# nonagesimal in Kepler's parallax computation

I'm starting to learn Kepler's Astronomia Nova using William Donahue's translation . In the translator's introduction, it is demonstrated how Kepler did his parallax computation. I failed to understand the following paragraph:

specifically:

1) nonagesimal's definition: there are 2 points of intersection between the ecliptic and the horizon: one in the East, the other in West. another ambiguity is the direction of the $$90^\circ$$

2) I can't see why the altitude of the nonagesimal is "the same as the angle between the ecliptic and the horizon". It does make sense to me, but I'm missing a kind of "proof" for that.

3) Actually I also failed to understand what follows in that paragraph - but maybe your explanation for the points above, will clarify that for me.

your help is very much appreciated

## 2 Answers

It looks like the assumption regarding the 90° point is that the amount of the ecliptic visible is 180°. So the 90° direction is the halfway point.

The nonagesimal is on the ecliptic, so the altitude approximates the arc. The wording in the initial part has that correct, but then it goes on to say "the same as the angle" - this seems to be a mistake. The arc is directly related to the angle, yes, but it is not the angle.

• thanks!. the thing is the visible ecliptic is not necessary $180^\circ$. but I think we can assume that is indeed the assumption. anyway, not sure I understand you last remark about the angle. unfortunately I still missing something with that paragraph. – d_e Feb 14 '19 at 17:06
• I read further on and now understand what you were saying - yes, the wording in the article is not correct – Rory Alsop Feb 14 '19 at 20:18

finally I think I grasped this. As a novice, I did not understand some basic definitions that made that much harder for me to understand the paragraph. It might be a good idea to provide here an answer for reference to others that might encounter this issue.

1) parallax in this section refers to geocentric parallax. i.e where one point of observation is the surface of the earth and the second is it's center. Evidently, in the Zenith the geocentric parallax vanishes.

2) the longitude and latitude in this section refer to the lines in the Ecliptic coordinate system - where the ecliptic is of latitude 0 of course. [I'm still not sure as to why they used that system back then, instead of the more natural (at least to me ) Equatorial coordinate system. (maybe it was easier to calculate eclipses and plants transits using the ecliptic system)]

Now, for the nonagesimal - it is simply the highest point (closest to the Zenith) in the ecliptic at any given moment. it might be helpful here to note that nonagesimal is not the Midheaven.

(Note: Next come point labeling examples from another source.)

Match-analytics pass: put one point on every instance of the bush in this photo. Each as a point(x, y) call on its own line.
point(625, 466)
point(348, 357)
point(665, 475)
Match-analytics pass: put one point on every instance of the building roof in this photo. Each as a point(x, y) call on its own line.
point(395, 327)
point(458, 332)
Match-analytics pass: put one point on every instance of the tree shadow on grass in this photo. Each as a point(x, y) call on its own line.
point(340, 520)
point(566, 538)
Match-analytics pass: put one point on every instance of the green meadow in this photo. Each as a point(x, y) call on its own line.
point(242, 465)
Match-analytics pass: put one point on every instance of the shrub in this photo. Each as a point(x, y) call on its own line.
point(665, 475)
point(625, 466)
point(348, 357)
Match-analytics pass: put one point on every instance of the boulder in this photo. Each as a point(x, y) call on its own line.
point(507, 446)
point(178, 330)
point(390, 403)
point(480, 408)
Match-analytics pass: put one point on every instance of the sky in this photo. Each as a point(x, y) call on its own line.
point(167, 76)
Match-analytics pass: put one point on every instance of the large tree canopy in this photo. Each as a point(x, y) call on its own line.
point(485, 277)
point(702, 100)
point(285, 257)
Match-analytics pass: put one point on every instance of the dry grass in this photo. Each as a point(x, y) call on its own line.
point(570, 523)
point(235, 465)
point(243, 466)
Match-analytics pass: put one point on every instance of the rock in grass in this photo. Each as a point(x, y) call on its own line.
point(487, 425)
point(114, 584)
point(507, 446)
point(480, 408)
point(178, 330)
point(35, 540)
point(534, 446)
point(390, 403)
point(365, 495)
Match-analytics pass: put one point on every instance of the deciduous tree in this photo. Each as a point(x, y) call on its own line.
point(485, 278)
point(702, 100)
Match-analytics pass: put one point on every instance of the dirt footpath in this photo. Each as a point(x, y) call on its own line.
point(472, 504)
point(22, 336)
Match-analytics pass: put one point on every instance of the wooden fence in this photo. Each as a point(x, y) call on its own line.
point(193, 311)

Simply because the highest point in the ecliptic does not necessarily intersect the meridian.

Making those definitions clear, the rest in that paragraph follows: the great circle drawn from the Zenith through the nonagesimal is simply a longitude line in the ecliptic coordinate system since it is perpendicular to a latitude line (the ecliptic being latitude 0). so since the the plane being defined by the earth's center, the observer point on the surface and the nonagesimal, is a plane of one longitude, then the parallax could not affect the longitude at all.